The NCAA penalties keeping Ohio State from winning the Big Ten and participating in a bowl game might be a blessing in disguise. This team does not need to be concerned about competing for the conference or going to Florida in January. The Buckeyes need to spend the rest of the season finding the identity that is necessary to win championships.
Over the next eight games, here are the five areas that the team needs to address.
The Buckeye faithful have been spoiled over the last decade as Ohio State has routinely fielded a Top 10 defense. They may have to temper those hopes this season.

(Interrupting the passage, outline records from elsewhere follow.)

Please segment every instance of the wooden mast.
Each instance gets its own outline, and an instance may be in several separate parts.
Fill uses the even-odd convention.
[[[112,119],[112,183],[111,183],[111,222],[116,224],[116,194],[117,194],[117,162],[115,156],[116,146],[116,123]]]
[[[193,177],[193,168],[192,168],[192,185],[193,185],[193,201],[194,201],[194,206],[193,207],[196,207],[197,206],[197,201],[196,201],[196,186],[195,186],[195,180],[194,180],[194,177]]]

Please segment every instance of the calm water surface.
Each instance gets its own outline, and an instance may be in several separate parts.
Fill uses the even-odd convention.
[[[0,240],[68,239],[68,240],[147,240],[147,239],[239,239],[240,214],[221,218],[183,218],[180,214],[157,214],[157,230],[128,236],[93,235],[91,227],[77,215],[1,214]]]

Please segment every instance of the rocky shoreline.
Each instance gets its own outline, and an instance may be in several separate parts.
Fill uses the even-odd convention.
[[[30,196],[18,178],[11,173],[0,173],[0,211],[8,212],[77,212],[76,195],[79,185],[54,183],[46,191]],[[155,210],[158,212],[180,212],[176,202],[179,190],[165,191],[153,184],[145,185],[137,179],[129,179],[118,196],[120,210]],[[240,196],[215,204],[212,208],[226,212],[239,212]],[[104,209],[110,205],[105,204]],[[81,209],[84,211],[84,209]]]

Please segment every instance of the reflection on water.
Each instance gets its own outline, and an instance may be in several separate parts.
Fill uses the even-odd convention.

The expectations were high for the Silver Bullets with nine starters returning. They were supposed to carry the team until the offense found its rhythm. Amazingly, they look lost.
Over the last two weeks, the defense has allowed a staggering 915 yards. If they were playing Alabama and Oregon, that may be forgivable. Letting powder-puff teams like California and UAB do it to them is dreadful.
Luke Fickell and Mike Vrabel were probably having Tim Biakabutuka flashbacks watching California running back Brendan Bigelow carve up their defense for 160 yards on just four carries two weeks ago.
A week of practice spent on tackling was supposed to take care of the problem. Whatever they practiced, it did not work.
The nightmare continued against UAB as the Blazers tore through the Buckeye defense for 403 yards.
There is no excuse for the defense to be playing this inadequately. Fix the scheme or coach up the talent. It is that simple.
Alabama is currently writing the textbook on how to play college football. Even though there are many components leading to their success, the trick is playing the game with the proper attitude.
It is pretty amazing to watch the Crimson Tide exact their will on opponents’ weaknesses like a vice grip. They refuse to let go until the opponent cries mercy.
This may seem a little over the top, but the picture is quite clear. Over their last 17 games, Alabama has outscored their opponents 545-127.
The Crimson Tide’s brand of football wins championships, and the Buckeyes should study it and make the necessary adjustments.
Play the Underclassmen
If the Buckeyes want to make a legitimate run at the title next year, the young guns need to be on the field gaining valuable experience. It is clear that Meyer agrees.
Many of the top players from the 2012 recruiting class, like Noah Spence, Adolphus Washington and Tommy Schutt, are seeing significant playing time. This trend needs to continue, especially on defense where depth on the defensive line is imperative.
Penalties, special teams miscues, poor tackling, and mediocre execution have not cost the Buckeyes a game yet, but it will kill them in the Big Ten if these issues continue.
Meyer’s teams are known for having tremendous focus. Obviously, this team is lacking it, and fixing the problems should be priority number one.
Passing Game Improvement
Few expected Meyer’s spread offense to come out of the gate hitting on all cylinders. Everyone knew that he would need some time to tinker with his offensive scheme to get the right pieces in place.
The good news is the signs are indicating that the offense is ahead of schedule.
In four games, Miller has thrown for 754 yards with seven touchdowns. He only had 1159 yards in 13 games last year.
Wide receivers Devin Smith and Corey Brown are beginning to show their talent too. It is obvious that Miller’s confidence in them is growing. More reps are needed to work out the kinks.
Running the ball effectively may be the primary ingredient for winning the Big Ten, but developing the passing game will be vital for Ohio State to get back on top.
There is no need to press any panic button. 2012 is both a rebuilding and a re-branding year. The rest of the season is about laying the foundation for the next five years.
The road may be a little bumpy, but the payoff will be championships.